Where the first part defines the value of a invariable that always precedes the value you should change. As every decent HexEditor should be equipped with a search function this is sufficient to locate and alter the needed bytes.

[@ee 03 00 00][4 byte integer] - number of leaf instances, for now partially useless
[@a5 0f 00 00][4 byte float][4 byte falot][4 byte float] - leaf scale, first two values equal, third should be zero, this entry repeats itself for each leaf instance, usually two times, some files might completely lack this section.
[@ca 32 00 00][4 byte integer] - iteration to be replaced by fronds (numbered from 0 up) this will hide further iterations
[@cb 32 00 00][1 byte integer] - frond/twig mode, 0 = multiple meshes, 1 = divided mesh
[@cc 32 00 00][4 byte integer] - number of meshes, will align in radial symmetry
[@cd 32 00 00][variable size spline] - relates to the shape of the frond/twig mesh in mode 1
[@ce 32 00 00][4 byte integer] - division level
[@cf 32 00 00][1 byte boolean] - toggle fronds/twigs on tree
[@9a 3a 00 00][1 byte boolean] - random texture offset-repeats itself the same number of times as there are iterations of the body
[29b 3a 00 00][4 byte float] - texture twirl around mesh, same as above

A Proper Tutorial[]

...Is under construction...

A Note On Clusters[]

You might be curious what is the difference between a single tree and a cluster of such. Interestingly there is none. quite interestingly the spread is produced by two spline iterations (trunk and first branch iteration) that for some reason remain unseen... though not always. When construction a cluster you will most likely want to start with a cluster. In such a case do not alter the first two sets of data and begin editing from the third. On a related note not only cluster feature disappearing elements. In some cases the same might happen with any other tree under random circumstances.
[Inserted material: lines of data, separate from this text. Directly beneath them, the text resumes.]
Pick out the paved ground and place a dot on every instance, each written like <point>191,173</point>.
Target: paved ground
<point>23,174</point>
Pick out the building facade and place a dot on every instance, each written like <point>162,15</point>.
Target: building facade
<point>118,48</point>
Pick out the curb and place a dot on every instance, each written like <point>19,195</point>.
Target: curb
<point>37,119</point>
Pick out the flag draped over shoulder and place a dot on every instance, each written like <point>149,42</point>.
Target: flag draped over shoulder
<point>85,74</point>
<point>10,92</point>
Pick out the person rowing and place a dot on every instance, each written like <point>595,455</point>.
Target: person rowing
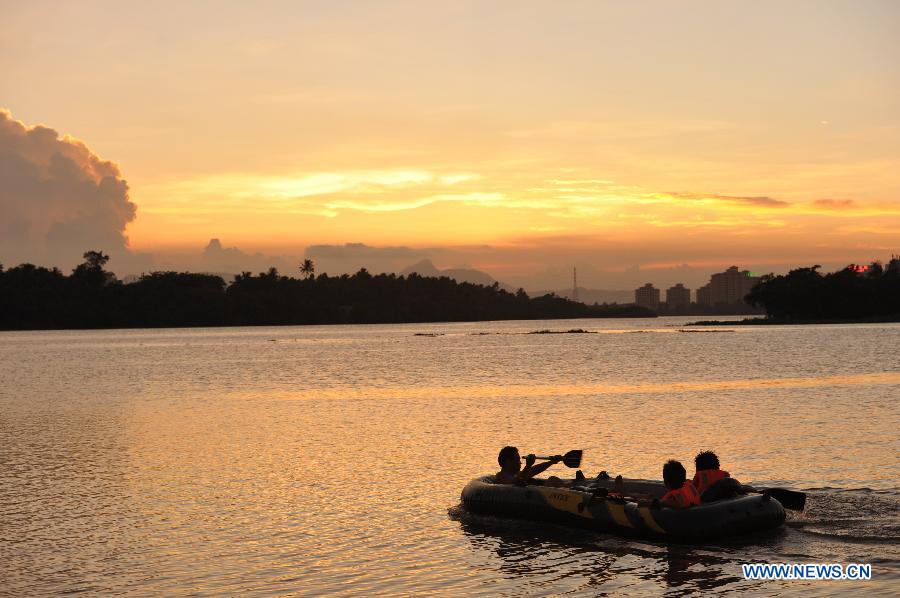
<point>512,472</point>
Making It Appear In Game[]

Both for testing purposes as well as to actually use the newly created file you will need to modify trees.2da. I will assume you already understand the structure of these files... This specific array holds three parameters: LABEL - does not matter.
STRINGREF - either a .tlk reference or a string, this will be the name displayed for this entry in the appearance tab.
MODEL - the file name without the ".spt" extension.
After adding a new line the tree becomes available from in the appearance tab while editing trees.

On a interesting note, once the tree is present in the toolset it can be modified and viewed without restarting. To do so after saving any changes you might have made to either the main file or any texture simply reselect the appearance. If the toolset would then crash you will know that there is an error in your file... (This is why you should perhaps keep more than one instance at any time!) ...otherwise you will be able to see any changes made. Because of the somewhat eratic influence of various parameters I advise you do this often.